EmbeddingBuilder
The EmbeddingBuilder class is an abstract base class used to create
embeddings. It contains abstract methods (to be implemented by
subclasses) that build the embeddings from source text and a provided
symbol. Two types of embeddings can be created - a single instance-based
embedding and batch-based embeddings.
Overview
The EmbeddingBuilder takes an EmbeddingVectorProvider as an
input during its instantiation. This provider supplies the algorithms to
generate vector representations (embeddings) from source code text.

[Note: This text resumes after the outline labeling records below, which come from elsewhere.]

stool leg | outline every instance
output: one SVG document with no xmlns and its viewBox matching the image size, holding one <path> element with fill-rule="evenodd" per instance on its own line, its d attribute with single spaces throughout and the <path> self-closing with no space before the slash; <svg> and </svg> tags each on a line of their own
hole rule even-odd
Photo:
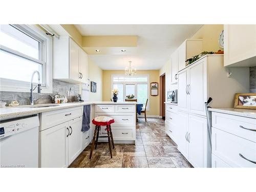
<svg viewBox="0 0 256 192">
<path fill-rule="evenodd" d="M 94 135 L 93 136 L 93 141 L 92 142 L 92 146 L 91 147 L 91 153 L 90 153 L 90 159 L 92 158 L 92 155 L 93 154 L 93 147 L 94 145 L 94 142 L 95 142 L 95 138 L 97 134 L 97 132 L 98 130 L 98 126 L 95 126 L 95 130 L 94 130 Z"/>
<path fill-rule="evenodd" d="M 111 147 L 111 138 L 110 138 L 110 130 L 109 129 L 107 129 L 107 132 L 108 132 L 108 139 L 109 139 L 109 145 L 110 152 L 110 157 L 111 157 L 111 159 L 112 159 L 112 148 Z"/>
<path fill-rule="evenodd" d="M 100 130 L 100 126 L 98 126 L 98 131 L 97 132 L 96 140 L 95 142 L 95 150 L 97 148 L 97 145 L 98 144 L 98 139 L 99 139 L 99 133 Z"/>
<path fill-rule="evenodd" d="M 113 139 L 112 130 L 111 129 L 111 125 L 110 125 L 110 137 L 111 137 L 111 140 L 112 141 L 113 148 L 115 148 L 115 145 L 114 145 L 114 139 Z"/>
</svg>

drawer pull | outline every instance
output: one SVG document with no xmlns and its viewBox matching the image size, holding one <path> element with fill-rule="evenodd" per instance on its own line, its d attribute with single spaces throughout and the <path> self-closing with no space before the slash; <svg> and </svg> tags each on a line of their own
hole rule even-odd
<svg viewBox="0 0 256 192">
<path fill-rule="evenodd" d="M 252 129 L 249 129 L 249 128 L 246 128 L 246 127 L 245 127 L 244 126 L 242 126 L 242 125 L 240 125 L 239 126 L 241 128 L 243 128 L 243 129 L 244 129 L 245 130 L 249 130 L 249 131 L 254 131 L 254 132 L 256 132 L 256 130 L 253 130 Z"/>
<path fill-rule="evenodd" d="M 254 164 L 256 164 L 256 161 L 252 161 L 252 160 L 250 160 L 250 159 L 248 159 L 247 158 L 246 158 L 245 157 L 244 157 L 244 156 L 243 156 L 243 155 L 242 155 L 241 153 L 239 154 L 239 156 L 242 157 L 242 158 L 245 159 L 246 161 L 249 161 L 251 163 L 254 163 Z"/>
</svg>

The main functionalities of the EmbeddingBuilder are defined by two
main methods - build() and batch_build(). These are abstract
methods, implying that their precise implementation should be provided
in subclasses of EmbeddingBuilder.
The build() method builds an embedding for a single symbol from
source text. The batch_build() generates embeddings for a batch of
symbols simultaneously.
In addition, there’s a helper method fetch_embedding_source_code(),
which transforms a given symbol into its respective source code. The
transformed code is used as a context during the embedding generation.
Usage Example
# Concrete implementation of EmbeddingBuilder class
class MyEmbeddingBuilder(EmbeddingBuilder):
def build(self, source_text, symbol):
# Implementation of embedding generation for a single symbol
pass
def batch_build(self, source_text, symbol):
# Implementation of embedding generation for a batch of symbols
pass
# Now MyEmbeddingBuilder can be used in our models
my_embedding_builder = MyEmbeddingBuilder(embedding_provider)
Limitations
Being an abstract base class, EmbeddingBuilder doesn’t provide any
concrete implementation of its methods, and merely provides an interface
to be followed by its subclasses. Therefore, it’s not usable on its own,
and requires a subclass to define the build and batch_build
methods.
Follow-up Questions:
What embedding techniques/algorithms (e.g., Word2Vec, GloVe, FastText, etc.) are available with the
EmbeddingVectorProvider?How is the quality of the generated embedding ensured, and is it possible to customize the embedding generation process according to the needs of the specific task? Besides, how can one handle source texts that may have varying language styles, especially in the context of different programming languages?